How to interpret the error message CUDA out of memory

Junhan_Ouyang · May 20, 2021, 9:41pm

Sorry I am relatively new to Pytorch and I know this is an old and common problem
RuntimeError: CUDA out of memory. Tried to allocate 160.00 MiB (GPU 0; 14.76 GiB total capacity; 13.24 GiB already allocated; 97.75 MiB free; 13.63 GiB reserved in total by PyTorch)

So I am trying to train a CycleGan for 2 days. But I face numerous GPU memory problem like it said above.
So when I try to solve the runtime cuda out of memory error. I try to interpret the message. I am thinking that they first tried to allocated 160MB on GPU during my runtime session. There is total 14.76GB total available memory for this particular GPU. However only 13.63 GB is allowed to be used by Pytorch? And 13.24GB already been allocated for this runtime session, so it only have 97.75 MB free memory left, and the required 160MB is larger than the free 97.75MB so it throw the memory error?
Am I interpret the message correctly?

If yes, I don’t know why my training use so many memory. For cycle GAN my generator have like 6 million parameters, discriminator probably 0.5 million parameter. If I add it up it should be around 40-50MB. During my training batches, my image size is 256 * 256, each batch size is 30. Which brings up to around 8-9 MB. Even if I add it up it’s way less than 160MB. I don’t think there is a memory leak problem because the error throw in the first training epochs during my first generator forward calculation. So did I mess up something or is this behavior expected?

Also is it true that 13.24GB in the error message about GPU memory is allocated by me as well, or is it used by other application? The reason I am asking is I am not doing anything with GPU besides training the model so how in the world did 13.24GB been allocated already?

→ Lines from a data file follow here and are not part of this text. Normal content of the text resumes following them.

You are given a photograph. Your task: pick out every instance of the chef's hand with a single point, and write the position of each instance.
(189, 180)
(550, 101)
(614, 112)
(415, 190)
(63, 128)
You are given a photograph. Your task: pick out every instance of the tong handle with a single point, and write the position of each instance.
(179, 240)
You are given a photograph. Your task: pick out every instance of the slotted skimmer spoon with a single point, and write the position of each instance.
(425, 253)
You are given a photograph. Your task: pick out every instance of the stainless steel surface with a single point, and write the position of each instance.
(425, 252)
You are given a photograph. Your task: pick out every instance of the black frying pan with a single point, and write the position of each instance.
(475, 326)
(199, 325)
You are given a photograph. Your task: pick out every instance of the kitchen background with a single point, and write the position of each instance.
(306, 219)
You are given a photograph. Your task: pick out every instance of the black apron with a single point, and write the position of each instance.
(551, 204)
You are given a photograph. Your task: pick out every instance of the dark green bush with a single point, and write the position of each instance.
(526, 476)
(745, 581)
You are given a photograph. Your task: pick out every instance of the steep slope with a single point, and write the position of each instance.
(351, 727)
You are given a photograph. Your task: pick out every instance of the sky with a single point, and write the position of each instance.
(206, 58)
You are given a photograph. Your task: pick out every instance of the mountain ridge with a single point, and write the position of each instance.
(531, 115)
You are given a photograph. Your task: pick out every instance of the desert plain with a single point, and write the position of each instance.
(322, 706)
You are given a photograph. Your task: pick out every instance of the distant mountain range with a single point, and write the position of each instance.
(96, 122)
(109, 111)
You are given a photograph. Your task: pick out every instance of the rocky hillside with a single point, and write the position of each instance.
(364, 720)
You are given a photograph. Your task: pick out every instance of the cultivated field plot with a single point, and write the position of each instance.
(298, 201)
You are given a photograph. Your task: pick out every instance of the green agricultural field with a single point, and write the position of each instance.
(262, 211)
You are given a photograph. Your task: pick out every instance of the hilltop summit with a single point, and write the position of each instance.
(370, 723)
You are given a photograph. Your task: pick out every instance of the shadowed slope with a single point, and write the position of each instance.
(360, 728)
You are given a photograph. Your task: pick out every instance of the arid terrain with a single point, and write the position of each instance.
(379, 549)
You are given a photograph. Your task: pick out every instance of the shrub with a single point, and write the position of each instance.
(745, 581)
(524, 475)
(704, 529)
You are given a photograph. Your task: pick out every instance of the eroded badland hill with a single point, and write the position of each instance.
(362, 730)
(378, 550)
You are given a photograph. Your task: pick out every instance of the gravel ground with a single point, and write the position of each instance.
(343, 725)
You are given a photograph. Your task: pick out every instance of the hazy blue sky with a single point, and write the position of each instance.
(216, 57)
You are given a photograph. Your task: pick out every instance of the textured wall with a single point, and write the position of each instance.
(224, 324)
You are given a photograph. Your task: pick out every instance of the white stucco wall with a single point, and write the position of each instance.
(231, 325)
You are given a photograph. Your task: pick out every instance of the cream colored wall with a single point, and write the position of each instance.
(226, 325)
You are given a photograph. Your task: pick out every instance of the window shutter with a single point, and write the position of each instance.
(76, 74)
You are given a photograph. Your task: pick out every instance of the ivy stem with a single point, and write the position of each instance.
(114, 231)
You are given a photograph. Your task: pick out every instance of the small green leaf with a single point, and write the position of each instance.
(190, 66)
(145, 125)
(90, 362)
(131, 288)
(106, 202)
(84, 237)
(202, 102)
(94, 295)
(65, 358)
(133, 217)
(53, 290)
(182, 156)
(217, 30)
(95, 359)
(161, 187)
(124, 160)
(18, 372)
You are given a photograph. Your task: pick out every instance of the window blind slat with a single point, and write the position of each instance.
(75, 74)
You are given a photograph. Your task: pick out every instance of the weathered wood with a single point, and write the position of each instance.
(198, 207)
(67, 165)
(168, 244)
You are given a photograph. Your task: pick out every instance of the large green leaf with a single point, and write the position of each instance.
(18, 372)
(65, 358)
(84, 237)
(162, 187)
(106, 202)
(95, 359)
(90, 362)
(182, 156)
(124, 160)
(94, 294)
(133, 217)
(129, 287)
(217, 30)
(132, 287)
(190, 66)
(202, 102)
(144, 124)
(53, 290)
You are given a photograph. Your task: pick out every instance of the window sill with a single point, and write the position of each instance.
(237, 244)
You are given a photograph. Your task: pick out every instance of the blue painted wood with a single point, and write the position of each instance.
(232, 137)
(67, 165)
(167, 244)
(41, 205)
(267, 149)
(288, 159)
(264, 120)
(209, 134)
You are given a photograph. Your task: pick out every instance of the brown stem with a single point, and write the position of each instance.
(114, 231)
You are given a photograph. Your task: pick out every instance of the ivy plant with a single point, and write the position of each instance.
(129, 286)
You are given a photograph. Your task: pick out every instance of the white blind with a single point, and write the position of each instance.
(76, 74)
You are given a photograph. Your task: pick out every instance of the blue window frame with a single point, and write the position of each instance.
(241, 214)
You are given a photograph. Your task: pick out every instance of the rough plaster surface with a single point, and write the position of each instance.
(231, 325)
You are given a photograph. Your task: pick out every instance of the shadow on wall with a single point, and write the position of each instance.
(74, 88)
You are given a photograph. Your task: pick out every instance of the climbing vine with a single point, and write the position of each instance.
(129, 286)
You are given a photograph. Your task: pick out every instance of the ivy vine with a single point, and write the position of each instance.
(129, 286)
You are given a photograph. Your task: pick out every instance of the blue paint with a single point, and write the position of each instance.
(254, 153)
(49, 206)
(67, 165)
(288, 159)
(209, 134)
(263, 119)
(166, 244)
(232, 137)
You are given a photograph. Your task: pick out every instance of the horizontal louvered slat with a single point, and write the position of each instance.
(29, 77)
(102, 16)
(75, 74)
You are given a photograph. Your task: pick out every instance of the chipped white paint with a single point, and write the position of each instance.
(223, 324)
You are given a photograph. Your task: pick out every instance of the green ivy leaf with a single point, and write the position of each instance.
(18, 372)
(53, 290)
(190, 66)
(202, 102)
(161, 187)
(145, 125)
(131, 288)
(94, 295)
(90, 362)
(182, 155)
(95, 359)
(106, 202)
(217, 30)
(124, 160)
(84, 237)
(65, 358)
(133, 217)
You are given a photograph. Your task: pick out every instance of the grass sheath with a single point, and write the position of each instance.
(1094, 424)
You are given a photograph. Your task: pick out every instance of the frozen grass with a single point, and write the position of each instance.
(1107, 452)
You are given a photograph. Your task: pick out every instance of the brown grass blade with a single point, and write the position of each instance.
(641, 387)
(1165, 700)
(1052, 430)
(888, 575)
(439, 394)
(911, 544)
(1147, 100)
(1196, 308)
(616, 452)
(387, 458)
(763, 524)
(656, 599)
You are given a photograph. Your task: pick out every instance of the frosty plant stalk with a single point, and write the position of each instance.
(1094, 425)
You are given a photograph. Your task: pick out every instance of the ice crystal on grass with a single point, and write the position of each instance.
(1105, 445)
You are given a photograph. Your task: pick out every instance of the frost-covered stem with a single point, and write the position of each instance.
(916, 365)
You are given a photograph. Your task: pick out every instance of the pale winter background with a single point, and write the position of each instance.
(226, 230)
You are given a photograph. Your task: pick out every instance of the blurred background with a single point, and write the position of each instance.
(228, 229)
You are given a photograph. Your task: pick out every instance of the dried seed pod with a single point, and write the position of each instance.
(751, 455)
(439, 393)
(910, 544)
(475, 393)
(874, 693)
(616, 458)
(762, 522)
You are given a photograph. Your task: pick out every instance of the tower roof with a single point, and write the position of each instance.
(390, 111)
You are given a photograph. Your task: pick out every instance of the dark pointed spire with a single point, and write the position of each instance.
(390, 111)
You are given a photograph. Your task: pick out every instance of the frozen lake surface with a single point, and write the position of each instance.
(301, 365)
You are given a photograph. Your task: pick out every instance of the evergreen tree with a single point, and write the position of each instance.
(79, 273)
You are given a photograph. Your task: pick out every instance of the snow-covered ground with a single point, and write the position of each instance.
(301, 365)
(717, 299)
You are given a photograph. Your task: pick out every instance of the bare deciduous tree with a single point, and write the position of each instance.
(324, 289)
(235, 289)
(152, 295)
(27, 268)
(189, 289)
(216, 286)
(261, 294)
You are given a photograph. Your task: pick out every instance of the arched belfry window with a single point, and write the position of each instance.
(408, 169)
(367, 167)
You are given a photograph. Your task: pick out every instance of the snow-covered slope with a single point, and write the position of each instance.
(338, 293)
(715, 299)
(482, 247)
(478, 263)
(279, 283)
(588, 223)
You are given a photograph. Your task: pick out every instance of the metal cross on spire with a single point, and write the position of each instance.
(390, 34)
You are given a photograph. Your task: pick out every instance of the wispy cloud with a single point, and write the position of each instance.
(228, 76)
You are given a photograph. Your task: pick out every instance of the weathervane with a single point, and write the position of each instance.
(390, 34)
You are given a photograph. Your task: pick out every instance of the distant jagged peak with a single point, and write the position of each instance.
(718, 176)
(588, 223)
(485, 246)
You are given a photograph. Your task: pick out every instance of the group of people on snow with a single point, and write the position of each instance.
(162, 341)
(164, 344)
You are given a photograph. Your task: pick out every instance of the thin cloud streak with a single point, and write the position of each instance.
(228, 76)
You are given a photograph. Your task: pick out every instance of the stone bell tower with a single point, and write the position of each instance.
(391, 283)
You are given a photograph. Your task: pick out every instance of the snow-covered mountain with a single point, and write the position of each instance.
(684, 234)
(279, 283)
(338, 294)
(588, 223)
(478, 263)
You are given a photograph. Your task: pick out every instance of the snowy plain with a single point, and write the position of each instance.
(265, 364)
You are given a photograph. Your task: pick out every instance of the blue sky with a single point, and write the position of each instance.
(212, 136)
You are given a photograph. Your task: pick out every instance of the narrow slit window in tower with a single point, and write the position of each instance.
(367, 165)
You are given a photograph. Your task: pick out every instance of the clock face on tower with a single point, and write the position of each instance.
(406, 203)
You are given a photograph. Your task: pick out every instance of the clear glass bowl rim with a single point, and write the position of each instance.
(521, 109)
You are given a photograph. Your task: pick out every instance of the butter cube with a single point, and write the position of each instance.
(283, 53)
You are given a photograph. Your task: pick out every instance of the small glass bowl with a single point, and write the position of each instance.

One last question. So I know in order to fix the problem I need to either reduce the batch size or reduce the model size. However many times I found out when I reduce the batch size and model size, the required allocated memory sometime even increase, for example if I reduce my channel by half in Generator conv layer, the expected memory usage should be reduce by close to half, but sometime the error says the required allocated memory actually increased by half. Why is that happening? Also for the free memory sometime for example it will show I have 80 MB free available. But when I reduce the batch size and re-run again it says I only have 40MB left available? Why is this happening as well?

Sorry for many questions, but the memory problem is just really frustrated to solve

eqy · May 20, 2021, 10:34pm

Yes, the issue is that more memory is required than what is available with current allocations. Note that typical training will use far more memory than just what is required for model parameters and the input data. All of the intermediate activations are typically stored for the backward pass and this can often use the bulk of required memory during training. The behavior of the memory requirements being far greater than just the parameters and input size is expected.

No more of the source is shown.